The speculative community has added significant exposure, heavily concentrated in high-leverage, high-concentration names, while fresh equity supply keeps hitting the market.
Last quarter the S&P 500 posted 27% YoY earnings growth; Pasquariello questions whether the second derivative — the rate of change of that growth rate — can hold. In plain terms = absolute profits are still rising, but the "acceleration" may be fading.
Inflation remains well above target, creating a policy dilemma for the Fed and squeezing real household income growth.
What are the Philadelphia Semiconductor Index and Korean equities warning about?
The Philadelphia Semiconductor Index (SOX) had stretched to its widest deviation from the 200-day moving average since early 2000. This means → the chip sector's short-term gains have far overshot the medium-term trend, building mean-reversion pressure.

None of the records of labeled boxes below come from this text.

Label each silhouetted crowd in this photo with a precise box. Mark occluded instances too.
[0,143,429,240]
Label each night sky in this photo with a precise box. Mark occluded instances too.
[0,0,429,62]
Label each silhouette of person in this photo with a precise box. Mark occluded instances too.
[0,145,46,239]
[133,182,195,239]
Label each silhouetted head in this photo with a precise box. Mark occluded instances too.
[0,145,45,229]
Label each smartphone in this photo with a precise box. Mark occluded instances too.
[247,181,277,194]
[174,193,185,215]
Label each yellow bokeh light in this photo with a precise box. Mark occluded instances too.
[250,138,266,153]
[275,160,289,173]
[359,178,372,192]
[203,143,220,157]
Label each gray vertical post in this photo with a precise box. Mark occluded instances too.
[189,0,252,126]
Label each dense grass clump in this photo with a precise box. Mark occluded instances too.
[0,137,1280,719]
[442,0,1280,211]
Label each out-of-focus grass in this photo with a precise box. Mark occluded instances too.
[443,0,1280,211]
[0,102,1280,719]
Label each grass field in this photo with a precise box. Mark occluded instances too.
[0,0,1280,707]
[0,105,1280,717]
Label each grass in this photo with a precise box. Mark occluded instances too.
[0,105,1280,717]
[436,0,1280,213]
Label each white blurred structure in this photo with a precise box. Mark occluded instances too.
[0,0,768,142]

Korean equities fell 8% in a single session again, showing that reversion is already underway in some markets.
This reflects a broader pattern: even with an intact uptrend, individual sectors and markets can release overbought pressure at any time.
What does "long delta plus long volatility" actually look like in practice?
Delta — a measure of how sensitive a position is to moves in the underlying price. "Long delta" simply means keeping a bullish equity position.
At the same time, buy 3-month, 25-delta S&P 500 puts at a cost below 2% of the spot price. In plain terms = spend less than 2% to buy an insurance policy that pays off if the market drops sharply.
This means → Pasquariello is not calling for a reduction in exposure. He is maintaining market positioning while using structural hedges to create a buffer against summer shocks and gap moves.
What does the year-end 8,000 target depend on?
First condition: earnings growth must sustain a positive second derivative off the 27% base — growth doesn't need to accelerate, but it cannot turn negative.
Second condition: the inflation path must allow the Fed to stay on hold without tightening financial conditions.
Pasquariello also recommends pairing equity longs with global fixed-income shorts. This signals his view that rate risk exceeds equity risk — bonds may come under pressure before stocks do.
Content is for reference only, not financial advice.